Together, these findings underscore the multifaceted role of inflammatory and platelet-derived mediators in the progression of SAH-related complications4,13,19. PF4 emerges as a robust prognostic biomarker of CVS and impaired cerebral perfusion, suggesting that it could serve as a valuable biomarker for early risk stratification. Concurrently, the association between SDF levels and the timing of death in non-survivors points to a complex interplay between its protective20,21,22,23,24 and deleterious30 responses following SAH. This dual role of SDF20,21,22,23,24,30 may provide insights into the mechanisms that delay, but do not ultimately prevent, the cascade leading to death.
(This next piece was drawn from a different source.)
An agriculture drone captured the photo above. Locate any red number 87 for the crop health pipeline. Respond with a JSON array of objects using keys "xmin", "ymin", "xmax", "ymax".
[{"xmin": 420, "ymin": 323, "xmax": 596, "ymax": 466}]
Future studies should focus on validating these findings in larger, multicentric cohorts and further elucidating the molecular pathways involved, with the goal of developing targeted interventions that can modulate these biomarkers to improve clinical outcomes.

Limitations

Despite these promising results, our study has several limitations. The observational design, single-centre study, and the relatively small sample size may limit the generalizability of the findings. Additionally, the use of a single time point for biomarker measurement within 24 h of admission may not capture temporal biomarker dynamics. Moreover, while the associations identified here are statistically significant, the underlying biological mechanisms remain to be fully elucidated. Future studies with larger cohorts and mechanistic investigations are warranted to validate these biomarkers and to explore potential therapeutic interventions aimed at modulating PF4 and SDF pathways.

Conclusion

Our findings contribute to the growing body of evidence that implicates inflammatory and platelet activation pathways in the pathogenesis of CVS and poor outcomes following SAH. By identifying PF4 and SDF as potential prognostic biomarkers, this study lays the groundwork for future research aimed at improving risk stratification and tailoring therapeutic strategies to mitigate the devastating consequences of SAH.